É verdade que no já longo histórico das missões militares internacionais, sobretudo aquelas sob comando da ONU, têm acontecido alguns episódios poucos dignos e, nalguns casos mesmo, de atrocidades e violações de direitos humanos. Por vezes, por acção, noutras situações, por omissão. Situações que têm afectado em particular a reputação da ONU e que o Secretário-Geral Antonio Guterres definiu como prioritárias no seu mandato. Perante isto, qualquer pessoa conhecedora minimamente do que tem sido as missões dos "capacetes azuis", sejam elas de “ peace enforcement” ou de “peacekeaping”, terá sempre que admitir a possibilidade de existirem eventuais abusos no terreno por parte das forças internacionais estacionadas em determinado palco de operações.

 

Ora, a questão é que dificilmente se acredita que os militares portugueses possam ter cometido os crimes de que são acusados na tal “faixa” e replicados no título da notícia do Observador. Na verdade, e atendendo à complexidade do teatro de operações na República Centro Africana, e ao que se vai sabendo, a actuação das forças portugueses tem sido de enorme competência e profissionalismo, à semelhança, aliás, do que tem acontecido noutros palcos de conflito. Daquilo que se lê (e vê) na própria notícia do Observador, e também do conhecimento teórico que se tem daquele conflito e das dinâmicas vis da região, mais facilmente se acredita na manipulação e instrumentalização das populações indefesas, através da intimidação (prática muito comum nestes cenários) e da contestação artificial, servindo interesses de determinados grupos.
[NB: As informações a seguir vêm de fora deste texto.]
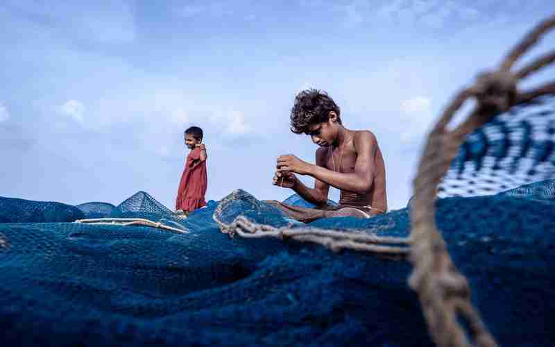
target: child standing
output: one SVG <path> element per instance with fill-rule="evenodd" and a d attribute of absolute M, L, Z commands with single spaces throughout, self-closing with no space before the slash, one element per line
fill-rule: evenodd
<path fill-rule="evenodd" d="M 206 205 L 207 179 L 206 175 L 206 146 L 203 142 L 203 129 L 191 126 L 185 133 L 185 145 L 189 149 L 185 168 L 179 183 L 176 210 L 185 214 Z"/>

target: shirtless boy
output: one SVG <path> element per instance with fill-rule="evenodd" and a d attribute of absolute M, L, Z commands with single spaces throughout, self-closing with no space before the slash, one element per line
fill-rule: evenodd
<path fill-rule="evenodd" d="M 308 135 L 319 146 L 316 164 L 292 154 L 280 155 L 273 183 L 292 189 L 316 208 L 271 203 L 305 222 L 340 216 L 368 218 L 387 211 L 385 165 L 376 137 L 368 130 L 345 128 L 339 108 L 327 94 L 314 89 L 298 94 L 291 130 Z M 295 174 L 314 177 L 314 187 L 302 184 Z M 330 185 L 341 191 L 337 207 L 327 205 Z"/>

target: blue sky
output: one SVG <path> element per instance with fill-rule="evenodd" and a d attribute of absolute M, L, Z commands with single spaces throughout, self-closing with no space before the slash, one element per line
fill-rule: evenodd
<path fill-rule="evenodd" d="M 144 190 L 173 208 L 182 132 L 198 125 L 207 199 L 284 198 L 276 157 L 314 162 L 316 146 L 289 130 L 295 94 L 314 87 L 348 128 L 375 133 L 400 208 L 441 108 L 555 12 L 540 0 L 68 3 L 0 3 L 0 196 L 117 204 Z"/>

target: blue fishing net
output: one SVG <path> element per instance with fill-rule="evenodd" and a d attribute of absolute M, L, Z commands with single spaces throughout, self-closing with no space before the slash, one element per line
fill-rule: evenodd
<path fill-rule="evenodd" d="M 517 108 L 470 134 L 436 201 L 438 227 L 502 346 L 555 341 L 554 115 L 553 103 Z M 310 226 L 407 237 L 408 208 Z M 231 237 L 216 210 L 226 223 L 306 226 L 241 189 L 186 219 L 144 192 L 117 206 L 0 197 L 2 346 L 432 346 L 406 260 Z M 90 218 L 181 232 L 71 223 Z"/>
<path fill-rule="evenodd" d="M 555 318 L 554 187 L 555 180 L 548 180 L 437 201 L 450 252 L 502 345 L 555 341 L 546 325 Z M 43 211 L 63 208 L 66 220 L 83 216 L 56 203 L 0 200 L 4 211 L 19 211 L 23 203 L 49 221 L 0 224 L 4 346 L 432 346 L 407 285 L 407 262 L 335 254 L 291 240 L 232 238 L 212 219 L 217 203 L 180 220 L 146 193 L 134 196 L 142 202 L 126 212 L 116 208 L 115 214 L 171 220 L 189 232 L 51 221 Z M 296 227 L 244 191 L 220 203 L 226 222 L 246 214 L 253 221 Z M 92 213 L 85 206 L 82 213 Z M 396 236 L 409 232 L 407 209 L 311 225 Z"/>

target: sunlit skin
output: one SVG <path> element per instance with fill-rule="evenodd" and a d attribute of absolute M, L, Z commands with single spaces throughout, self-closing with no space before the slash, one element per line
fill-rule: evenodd
<path fill-rule="evenodd" d="M 317 205 L 326 203 L 331 185 L 367 196 L 368 205 L 387 210 L 385 165 L 375 136 L 368 130 L 345 128 L 339 124 L 334 112 L 329 116 L 327 121 L 311 125 L 307 134 L 319 146 L 316 152 L 316 164 L 292 154 L 280 155 L 273 183 L 293 189 Z M 314 187 L 303 185 L 294 174 L 314 177 Z"/>
<path fill-rule="evenodd" d="M 197 139 L 191 134 L 185 134 L 185 146 L 190 150 L 196 147 L 200 149 L 200 160 L 201 162 L 206 160 L 208 155 L 206 154 L 206 146 L 203 142 L 203 139 Z"/>

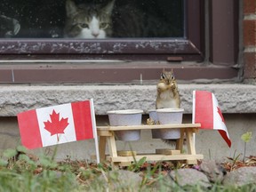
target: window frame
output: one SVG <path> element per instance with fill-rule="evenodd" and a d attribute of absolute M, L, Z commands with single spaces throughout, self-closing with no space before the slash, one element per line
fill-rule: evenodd
<path fill-rule="evenodd" d="M 236 2 L 236 0 L 233 3 L 232 0 L 227 0 L 227 5 L 230 5 L 234 11 Z M 220 20 L 218 19 L 220 12 L 217 8 L 221 5 L 221 1 L 209 0 L 207 5 L 210 13 L 209 20 L 205 20 L 204 5 L 204 0 L 187 1 L 185 16 L 188 22 L 184 38 L 110 38 L 98 42 L 81 39 L 1 39 L 0 82 L 134 82 L 140 80 L 141 76 L 145 80 L 158 78 L 159 71 L 164 68 L 175 68 L 176 76 L 184 80 L 234 78 L 237 76 L 237 70 L 231 68 L 231 65 L 236 62 L 236 46 L 238 47 L 238 44 L 236 45 L 234 42 L 237 37 L 236 34 L 237 29 L 232 34 L 232 37 L 228 38 L 228 41 L 234 41 L 232 44 L 235 45 L 234 50 L 228 51 L 232 52 L 228 54 L 228 57 L 233 60 L 230 63 L 218 62 L 218 66 L 212 67 L 203 62 L 205 60 L 206 51 L 210 52 L 210 60 L 215 65 L 218 54 L 216 56 L 213 53 L 214 50 L 222 46 L 221 41 L 219 40 L 220 36 L 214 33 L 220 30 L 220 26 L 216 24 L 216 20 Z M 222 9 L 221 12 L 225 14 L 226 11 Z M 234 28 L 237 28 L 235 24 L 236 15 L 236 13 L 232 17 L 228 15 L 227 19 L 229 22 L 233 21 Z M 214 44 L 214 47 L 206 44 L 205 49 L 204 33 L 207 30 L 204 24 L 208 21 L 209 42 L 212 43 L 218 38 L 219 44 Z M 223 30 L 230 31 L 228 28 Z M 225 41 L 224 38 L 222 39 Z M 86 60 L 92 60 L 94 62 L 86 62 Z M 125 60 L 125 62 L 103 64 L 97 63 L 98 60 Z M 80 60 L 80 62 L 74 63 L 72 60 Z M 190 64 L 184 64 L 186 61 L 189 61 Z"/>

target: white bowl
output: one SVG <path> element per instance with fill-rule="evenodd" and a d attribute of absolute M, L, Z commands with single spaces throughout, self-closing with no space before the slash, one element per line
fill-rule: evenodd
<path fill-rule="evenodd" d="M 183 108 L 156 109 L 160 124 L 182 124 Z M 162 129 L 159 137 L 164 140 L 177 140 L 180 138 L 180 129 Z"/>
<path fill-rule="evenodd" d="M 143 110 L 126 109 L 108 111 L 110 126 L 140 125 Z M 115 132 L 116 138 L 131 141 L 140 139 L 140 130 Z"/>
<path fill-rule="evenodd" d="M 149 118 L 154 121 L 154 124 L 156 124 L 158 123 L 158 116 L 156 109 L 148 110 Z M 152 138 L 153 139 L 161 139 L 161 130 L 158 129 L 152 129 L 151 130 Z"/>

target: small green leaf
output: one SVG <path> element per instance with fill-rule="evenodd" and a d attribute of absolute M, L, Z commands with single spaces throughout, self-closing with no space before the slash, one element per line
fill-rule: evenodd
<path fill-rule="evenodd" d="M 17 150 L 12 149 L 12 148 L 8 148 L 4 151 L 3 156 L 5 156 L 6 158 L 12 158 L 18 154 Z"/>
<path fill-rule="evenodd" d="M 0 167 L 5 167 L 8 164 L 8 161 L 5 161 L 4 159 L 0 159 Z"/>
<path fill-rule="evenodd" d="M 249 142 L 252 140 L 252 133 L 251 132 L 247 132 L 246 133 L 244 133 L 241 136 L 241 139 L 244 141 L 244 142 Z"/>

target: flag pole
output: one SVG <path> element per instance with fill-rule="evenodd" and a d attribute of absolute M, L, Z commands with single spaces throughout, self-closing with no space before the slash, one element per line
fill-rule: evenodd
<path fill-rule="evenodd" d="M 96 127 L 93 99 L 90 100 L 90 106 L 91 106 L 91 108 L 91 108 L 91 116 L 92 116 L 92 122 L 93 138 L 94 138 L 94 141 L 95 141 L 96 160 L 97 160 L 97 164 L 100 164 L 99 142 L 98 142 L 98 135 L 97 135 L 97 127 Z"/>
<path fill-rule="evenodd" d="M 196 91 L 193 91 L 193 106 L 192 106 L 192 124 L 195 124 L 195 114 L 196 114 Z M 196 148 L 196 133 L 193 132 L 194 147 Z"/>

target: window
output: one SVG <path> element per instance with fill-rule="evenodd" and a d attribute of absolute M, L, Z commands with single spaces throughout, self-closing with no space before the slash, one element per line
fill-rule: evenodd
<path fill-rule="evenodd" d="M 111 0 L 92 0 L 94 9 L 111 10 L 111 17 L 93 23 L 74 13 L 86 9 L 81 2 L 3 0 L 0 82 L 131 82 L 158 78 L 163 68 L 174 68 L 181 79 L 237 76 L 231 67 L 237 60 L 238 0 L 224 5 L 220 0 L 116 0 L 113 7 Z M 90 25 L 94 31 L 88 37 Z M 220 67 L 206 66 L 208 59 Z"/>

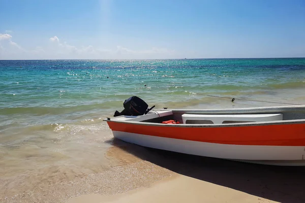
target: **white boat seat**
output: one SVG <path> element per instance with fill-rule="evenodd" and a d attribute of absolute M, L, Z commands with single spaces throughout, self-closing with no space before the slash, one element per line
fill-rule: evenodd
<path fill-rule="evenodd" d="M 184 124 L 187 123 L 187 121 L 188 120 L 211 121 L 214 124 L 221 124 L 224 122 L 226 123 L 227 122 L 228 123 L 239 123 L 244 122 L 271 121 L 283 120 L 283 114 L 210 115 L 184 114 L 182 115 L 182 120 Z M 194 122 L 191 123 L 194 123 Z M 199 122 L 199 123 L 200 123 Z M 207 122 L 207 123 L 209 123 Z M 210 122 L 209 123 L 211 123 Z"/>

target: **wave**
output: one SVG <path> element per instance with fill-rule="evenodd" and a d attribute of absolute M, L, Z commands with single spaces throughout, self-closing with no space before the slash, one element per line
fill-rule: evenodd
<path fill-rule="evenodd" d="M 32 114 L 36 115 L 58 115 L 74 113 L 75 112 L 86 111 L 95 109 L 107 109 L 122 105 L 121 101 L 106 101 L 102 104 L 82 105 L 68 107 L 12 107 L 0 109 L 0 114 L 10 115 L 16 114 Z"/>

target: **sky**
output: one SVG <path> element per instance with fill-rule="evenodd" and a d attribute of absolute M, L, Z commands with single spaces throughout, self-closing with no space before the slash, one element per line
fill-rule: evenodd
<path fill-rule="evenodd" d="M 305 57 L 304 0 L 0 0 L 0 59 Z"/>

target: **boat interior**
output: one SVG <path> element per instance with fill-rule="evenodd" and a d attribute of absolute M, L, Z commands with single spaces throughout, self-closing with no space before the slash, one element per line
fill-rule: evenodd
<path fill-rule="evenodd" d="M 121 115 L 109 119 L 171 124 L 220 125 L 285 121 L 305 122 L 305 106 L 206 110 L 165 108 L 151 110 L 143 115 Z"/>

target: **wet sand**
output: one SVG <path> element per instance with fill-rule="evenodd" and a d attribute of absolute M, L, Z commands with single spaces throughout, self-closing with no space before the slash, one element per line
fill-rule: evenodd
<path fill-rule="evenodd" d="M 96 194 L 72 198 L 68 203 L 111 202 L 276 202 L 181 175 L 174 175 L 141 188 L 114 195 Z"/>

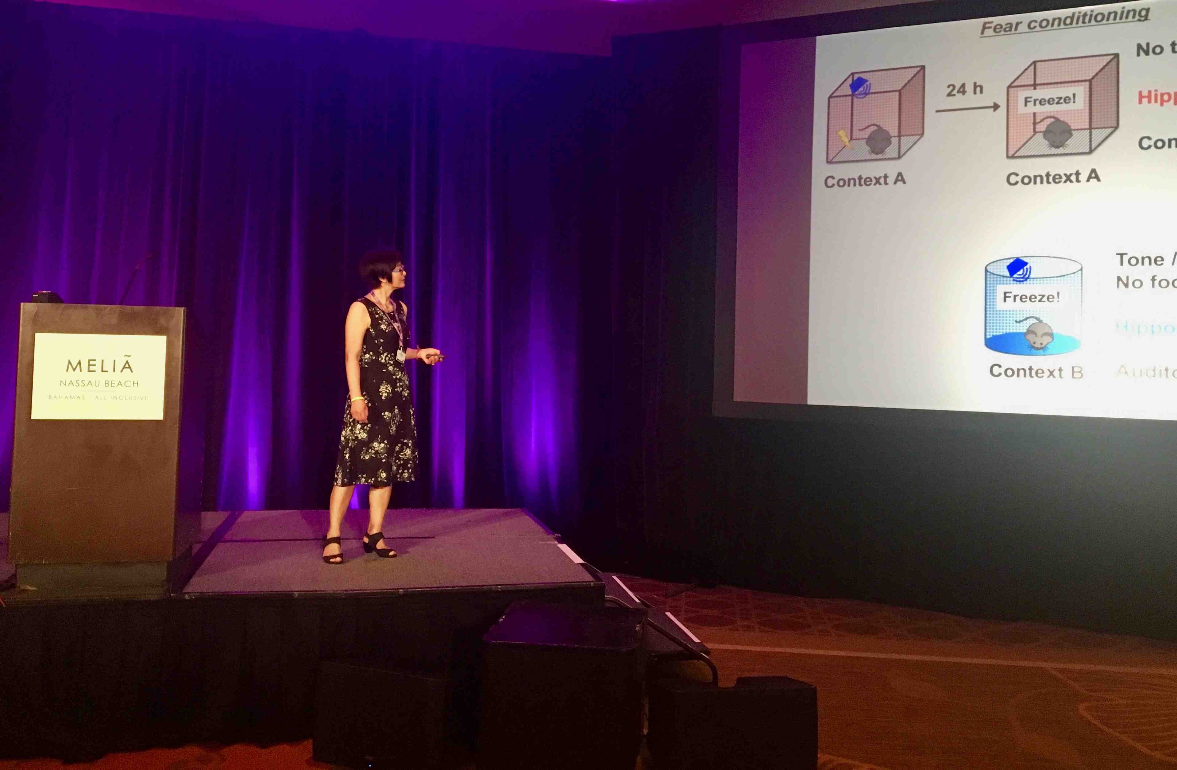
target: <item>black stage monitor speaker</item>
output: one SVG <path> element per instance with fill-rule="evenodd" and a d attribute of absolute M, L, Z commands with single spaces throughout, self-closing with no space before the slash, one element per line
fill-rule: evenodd
<path fill-rule="evenodd" d="M 483 637 L 479 770 L 633 770 L 645 615 L 512 604 Z"/>
<path fill-rule="evenodd" d="M 658 770 L 814 770 L 817 688 L 789 677 L 740 677 L 733 688 L 658 679 L 646 742 Z"/>
<path fill-rule="evenodd" d="M 319 666 L 312 756 L 347 768 L 440 768 L 450 679 L 373 661 Z"/>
As reacções oficiais do Estado-Maior General das Forças Armadas e da ONU vão nesse sentido.

 

É claro que este tipo de notícias remete-nos para uma outra questão que tem a ver com a “morte” da reportagem de guerra. Porque, na verdade, tendo em conta a presença de um contingente significativo de militares portugueses num palco tão complicado, como é a República Centro Africana, o que as redacções já deveriam ter feito há algum tempo era ter enviado jornalistas para o “terreno”, de modo a fazerem reportagem a sério, trabalho de investigação e apuramento de factos.